Internationale Firmen verantwortlich?
Nicht ganz gleich wie der Gewerkschaftsbund sieht das Problem der Lohnschere der Schweizerische Arbeitgeberverband. «Die Schweiz hat die am meisten gleichmässig verteilten Löhne», sagt der Direktor des Verbands, Roland Müller, gegenüber SRF. Die Lohnschere gehe nicht derart auf, wie vom SGB dargestellt. Er beruft sich dabei auf eine Studie von Avenir Suisse, Link öffnet in einem neuen Fensterim Browser öffnen.

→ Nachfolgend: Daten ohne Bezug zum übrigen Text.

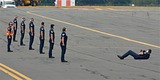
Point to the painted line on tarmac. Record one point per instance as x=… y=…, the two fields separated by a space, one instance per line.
x=8 y=70
x=9 y=73
x=98 y=8
x=97 y=31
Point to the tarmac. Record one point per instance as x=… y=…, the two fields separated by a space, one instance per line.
x=96 y=37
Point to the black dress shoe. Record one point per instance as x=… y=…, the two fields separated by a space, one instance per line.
x=52 y=57
x=120 y=57
x=42 y=52
x=10 y=51
x=64 y=61
x=31 y=49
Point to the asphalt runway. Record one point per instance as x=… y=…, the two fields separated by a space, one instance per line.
x=96 y=37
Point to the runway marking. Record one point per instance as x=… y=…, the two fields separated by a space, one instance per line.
x=9 y=73
x=98 y=8
x=110 y=9
x=8 y=70
x=97 y=31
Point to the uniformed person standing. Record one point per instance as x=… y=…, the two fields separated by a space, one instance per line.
x=22 y=31
x=9 y=34
x=51 y=40
x=15 y=28
x=42 y=38
x=31 y=33
x=63 y=44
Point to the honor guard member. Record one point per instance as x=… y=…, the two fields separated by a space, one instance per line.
x=42 y=38
x=9 y=34
x=15 y=28
x=22 y=31
x=51 y=40
x=63 y=44
x=31 y=33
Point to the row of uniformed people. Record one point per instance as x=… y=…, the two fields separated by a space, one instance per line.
x=11 y=33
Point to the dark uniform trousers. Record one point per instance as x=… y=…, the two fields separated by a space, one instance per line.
x=31 y=40
x=21 y=40
x=14 y=35
x=50 y=49
x=41 y=45
x=9 y=43
x=63 y=48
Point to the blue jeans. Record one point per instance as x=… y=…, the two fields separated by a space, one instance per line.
x=31 y=41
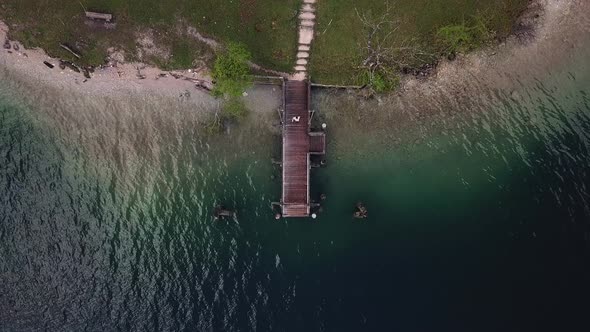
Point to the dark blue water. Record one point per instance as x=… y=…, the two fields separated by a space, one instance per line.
x=479 y=218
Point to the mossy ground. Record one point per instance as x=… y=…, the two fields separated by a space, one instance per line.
x=337 y=52
x=266 y=27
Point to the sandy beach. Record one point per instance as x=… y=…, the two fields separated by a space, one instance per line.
x=557 y=25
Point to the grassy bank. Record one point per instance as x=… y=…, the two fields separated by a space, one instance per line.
x=266 y=27
x=423 y=31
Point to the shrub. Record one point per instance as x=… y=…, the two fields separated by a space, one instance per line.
x=234 y=108
x=464 y=38
x=231 y=71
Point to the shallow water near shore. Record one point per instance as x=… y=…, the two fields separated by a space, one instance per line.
x=479 y=216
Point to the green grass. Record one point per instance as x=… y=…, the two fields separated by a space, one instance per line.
x=266 y=27
x=428 y=25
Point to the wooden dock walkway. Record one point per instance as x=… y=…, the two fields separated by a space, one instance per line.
x=297 y=148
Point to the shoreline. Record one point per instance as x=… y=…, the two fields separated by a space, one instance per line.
x=120 y=78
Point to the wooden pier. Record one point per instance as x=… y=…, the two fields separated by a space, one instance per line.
x=298 y=144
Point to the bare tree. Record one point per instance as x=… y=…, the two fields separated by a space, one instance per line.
x=385 y=51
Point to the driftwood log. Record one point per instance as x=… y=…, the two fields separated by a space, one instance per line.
x=67 y=48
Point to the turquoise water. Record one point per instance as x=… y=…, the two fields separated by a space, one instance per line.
x=478 y=218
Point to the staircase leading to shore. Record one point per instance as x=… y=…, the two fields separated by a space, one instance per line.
x=306 y=34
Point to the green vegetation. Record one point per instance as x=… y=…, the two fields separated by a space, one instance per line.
x=231 y=71
x=234 y=109
x=357 y=41
x=266 y=27
x=405 y=35
x=462 y=38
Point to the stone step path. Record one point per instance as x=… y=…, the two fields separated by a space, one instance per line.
x=306 y=33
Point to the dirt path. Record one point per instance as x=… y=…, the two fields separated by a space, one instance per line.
x=306 y=33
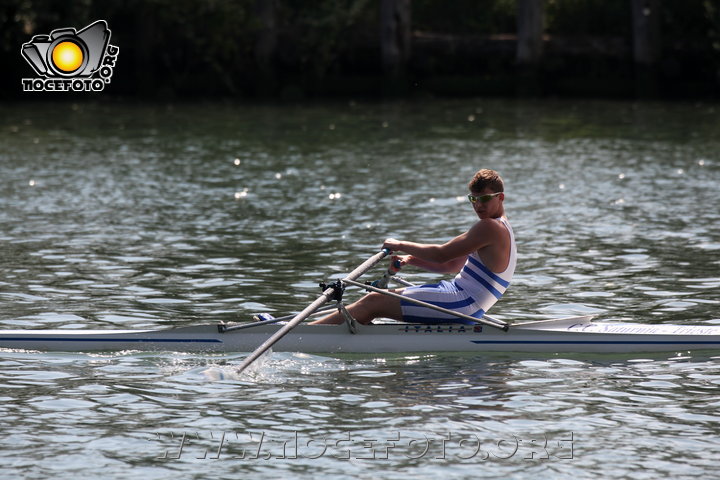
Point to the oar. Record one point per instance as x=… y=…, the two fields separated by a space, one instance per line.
x=332 y=292
x=392 y=270
x=489 y=321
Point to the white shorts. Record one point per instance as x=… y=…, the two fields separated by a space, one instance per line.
x=444 y=294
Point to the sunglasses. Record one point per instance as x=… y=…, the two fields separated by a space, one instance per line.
x=482 y=198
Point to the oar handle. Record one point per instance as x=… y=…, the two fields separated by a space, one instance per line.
x=383 y=281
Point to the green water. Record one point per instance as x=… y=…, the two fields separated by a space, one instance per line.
x=130 y=216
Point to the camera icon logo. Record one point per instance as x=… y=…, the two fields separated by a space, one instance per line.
x=71 y=60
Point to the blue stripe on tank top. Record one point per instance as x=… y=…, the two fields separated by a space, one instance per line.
x=489 y=272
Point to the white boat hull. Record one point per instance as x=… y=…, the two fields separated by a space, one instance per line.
x=576 y=335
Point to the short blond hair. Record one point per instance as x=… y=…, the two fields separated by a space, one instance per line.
x=486 y=178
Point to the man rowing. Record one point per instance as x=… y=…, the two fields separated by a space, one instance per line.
x=483 y=258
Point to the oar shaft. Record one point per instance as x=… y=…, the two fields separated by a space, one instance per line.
x=326 y=296
x=491 y=323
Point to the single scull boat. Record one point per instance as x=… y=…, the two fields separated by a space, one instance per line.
x=574 y=334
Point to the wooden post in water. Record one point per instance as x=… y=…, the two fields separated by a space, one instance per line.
x=531 y=25
x=646 y=46
x=265 y=45
x=395 y=39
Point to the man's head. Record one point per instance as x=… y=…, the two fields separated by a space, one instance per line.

Müller führt die übermässige Zunahme bei den Toplöhnen in der Schweiz auf die Zunahme von internationalen Konzernen in unserem Land zurück. «Das hat mit der Globalisierung zu tun», sagt er. Man müsse die Löhne der Führungsriege in solchen Firmen mit den Vergütungen in den USA oder auf anderen Kontinenten vergleichen. Er gibt zu: «Da haben wir einen überproportionalen Anstieg.» Doch dies fokussiere sich primär auf diese global tätigen Unternehmen. «Das verfälscht das Gesamtbild statistisch gesehen etwas», so Müller.